One fun thing to consider when looking back at this driver is the protruding mass towards the back of the head to lower the center of gravity—vaguely similar to the TaylorMade SIM’s Inertia Generator and Cobra’s SpeedBack—minus the multi-material construction. Those Adams engineers were onto something!

Titleist 905R

Titleist’s very first 460cc driver was introduced not long after the 400cc 905S and the 905T (made famous by the notorious old-club using Steve Stricker) hit the scene.

The 905R stayed in some player’s bag for an extended period of time, including the bag of Adam Scott, who didn’t switch until the 910 came along. Many golfers referred to the 905R as a big version of the famous 975J, and from address it’s hard to argue.

Callaway FT Tour

One of Callaway’s first “tour” style drivers. The original version of the FT Tour was called the FT-9 Tour Authentic and was Callaway’s attempt to compete with the popular Tour Preferred line from TaylorMade. The price tag was high but so was the performance.

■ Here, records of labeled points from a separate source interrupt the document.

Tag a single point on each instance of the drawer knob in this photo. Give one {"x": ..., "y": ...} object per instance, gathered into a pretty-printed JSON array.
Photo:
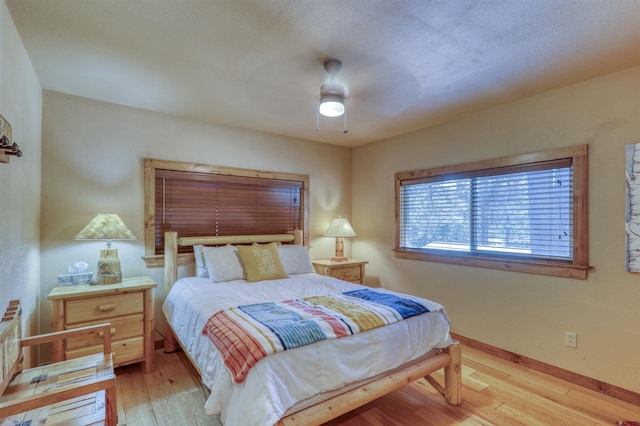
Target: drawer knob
[
  {"x": 113, "y": 331},
  {"x": 107, "y": 307}
]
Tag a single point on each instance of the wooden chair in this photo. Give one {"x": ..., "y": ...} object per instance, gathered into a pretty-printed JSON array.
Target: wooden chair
[{"x": 79, "y": 391}]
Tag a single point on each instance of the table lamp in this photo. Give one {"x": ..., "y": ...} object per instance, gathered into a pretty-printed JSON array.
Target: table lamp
[
  {"x": 340, "y": 228},
  {"x": 107, "y": 226}
]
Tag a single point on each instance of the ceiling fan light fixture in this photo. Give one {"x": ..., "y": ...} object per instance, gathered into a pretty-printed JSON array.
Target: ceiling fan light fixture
[{"x": 331, "y": 105}]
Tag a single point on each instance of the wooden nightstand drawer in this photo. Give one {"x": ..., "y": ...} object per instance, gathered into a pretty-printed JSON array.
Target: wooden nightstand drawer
[
  {"x": 124, "y": 351},
  {"x": 105, "y": 307},
  {"x": 350, "y": 270},
  {"x": 127, "y": 306},
  {"x": 121, "y": 328},
  {"x": 350, "y": 273}
]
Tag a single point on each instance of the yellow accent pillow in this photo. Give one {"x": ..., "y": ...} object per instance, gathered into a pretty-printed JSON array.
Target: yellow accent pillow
[{"x": 262, "y": 262}]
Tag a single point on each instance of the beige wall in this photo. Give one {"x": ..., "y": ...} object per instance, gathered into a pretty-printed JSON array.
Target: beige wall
[
  {"x": 20, "y": 104},
  {"x": 93, "y": 155},
  {"x": 526, "y": 314}
]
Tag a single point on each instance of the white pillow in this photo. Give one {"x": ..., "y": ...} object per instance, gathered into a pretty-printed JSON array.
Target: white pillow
[
  {"x": 295, "y": 259},
  {"x": 223, "y": 263},
  {"x": 201, "y": 267}
]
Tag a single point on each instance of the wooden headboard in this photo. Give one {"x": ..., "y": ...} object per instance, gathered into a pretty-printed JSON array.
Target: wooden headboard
[{"x": 172, "y": 242}]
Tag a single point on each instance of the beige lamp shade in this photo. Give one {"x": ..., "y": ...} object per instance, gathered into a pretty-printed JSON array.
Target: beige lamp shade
[
  {"x": 340, "y": 228},
  {"x": 107, "y": 226}
]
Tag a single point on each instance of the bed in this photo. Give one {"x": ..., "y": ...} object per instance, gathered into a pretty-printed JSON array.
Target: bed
[{"x": 310, "y": 384}]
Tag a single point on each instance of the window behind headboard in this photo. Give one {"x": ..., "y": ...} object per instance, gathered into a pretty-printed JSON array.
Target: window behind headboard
[{"x": 203, "y": 200}]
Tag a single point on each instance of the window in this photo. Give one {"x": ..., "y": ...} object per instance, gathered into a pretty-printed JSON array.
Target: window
[
  {"x": 524, "y": 213},
  {"x": 199, "y": 200}
]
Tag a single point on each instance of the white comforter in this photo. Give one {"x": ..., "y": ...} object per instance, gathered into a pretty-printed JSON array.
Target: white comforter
[{"x": 284, "y": 379}]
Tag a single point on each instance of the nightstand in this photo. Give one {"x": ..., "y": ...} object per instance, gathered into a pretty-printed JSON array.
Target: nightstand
[
  {"x": 349, "y": 270},
  {"x": 128, "y": 306}
]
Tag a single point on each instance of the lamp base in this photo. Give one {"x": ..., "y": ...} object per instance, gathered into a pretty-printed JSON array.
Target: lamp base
[{"x": 109, "y": 267}]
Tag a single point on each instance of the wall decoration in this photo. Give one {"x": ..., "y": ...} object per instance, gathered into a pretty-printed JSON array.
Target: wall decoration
[
  {"x": 6, "y": 147},
  {"x": 632, "y": 220}
]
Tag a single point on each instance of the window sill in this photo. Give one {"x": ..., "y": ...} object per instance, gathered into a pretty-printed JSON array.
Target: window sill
[{"x": 562, "y": 270}]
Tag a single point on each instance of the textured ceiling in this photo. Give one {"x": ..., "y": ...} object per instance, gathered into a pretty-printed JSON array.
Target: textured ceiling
[{"x": 258, "y": 64}]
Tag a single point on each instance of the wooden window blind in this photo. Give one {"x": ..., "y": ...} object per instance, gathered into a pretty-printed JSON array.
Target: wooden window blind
[
  {"x": 525, "y": 213},
  {"x": 198, "y": 204},
  {"x": 198, "y": 200}
]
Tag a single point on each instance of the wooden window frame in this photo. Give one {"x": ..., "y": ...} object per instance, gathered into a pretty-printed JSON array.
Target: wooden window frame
[
  {"x": 577, "y": 269},
  {"x": 151, "y": 165}
]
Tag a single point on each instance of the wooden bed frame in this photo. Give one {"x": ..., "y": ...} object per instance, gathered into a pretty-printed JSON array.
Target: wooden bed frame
[{"x": 449, "y": 358}]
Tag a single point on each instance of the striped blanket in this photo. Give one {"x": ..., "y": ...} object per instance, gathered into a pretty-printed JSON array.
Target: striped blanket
[{"x": 246, "y": 334}]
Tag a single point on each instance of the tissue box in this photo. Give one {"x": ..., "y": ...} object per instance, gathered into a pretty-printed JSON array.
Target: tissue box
[{"x": 75, "y": 279}]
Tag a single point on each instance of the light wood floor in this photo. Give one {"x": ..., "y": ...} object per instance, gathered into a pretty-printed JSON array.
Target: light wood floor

The FT Tour was a workable low spin driver and the grandchild of the FT-5 TH—a tour only driver that offered Callaway’s very first traditional-style hosel and got them away from the S2H2 designs that built the brand in the 90s. At 460cc’s, it still looks small by today’s standards, but if you can find one give it a hit.

Bridgestone J33R 460

The J33R 460 will go down as one of the all-time best drivers of its era. Its popularity even made trying to find one more difficult than it should have been at the time because Bridgestone struggled to find brick and mortar stores to carry their hard goods (beyond golf balls) at a time when big-box was the king of golf retail. The J33R was the third generation of the J33 driver line that included the J33P (375cc) and the original J33R (420cc).

Stuart Appleby famously hit a 426-yard tee shot at the 2006 Mercedes Championships (Tournament of Champions in Hawaii) that nearly went over the green of the par-4 12th hole with the J33P—now imagine the punch of the 460 version!

What do you think of these selections, WRXers? Any drivers you’d add?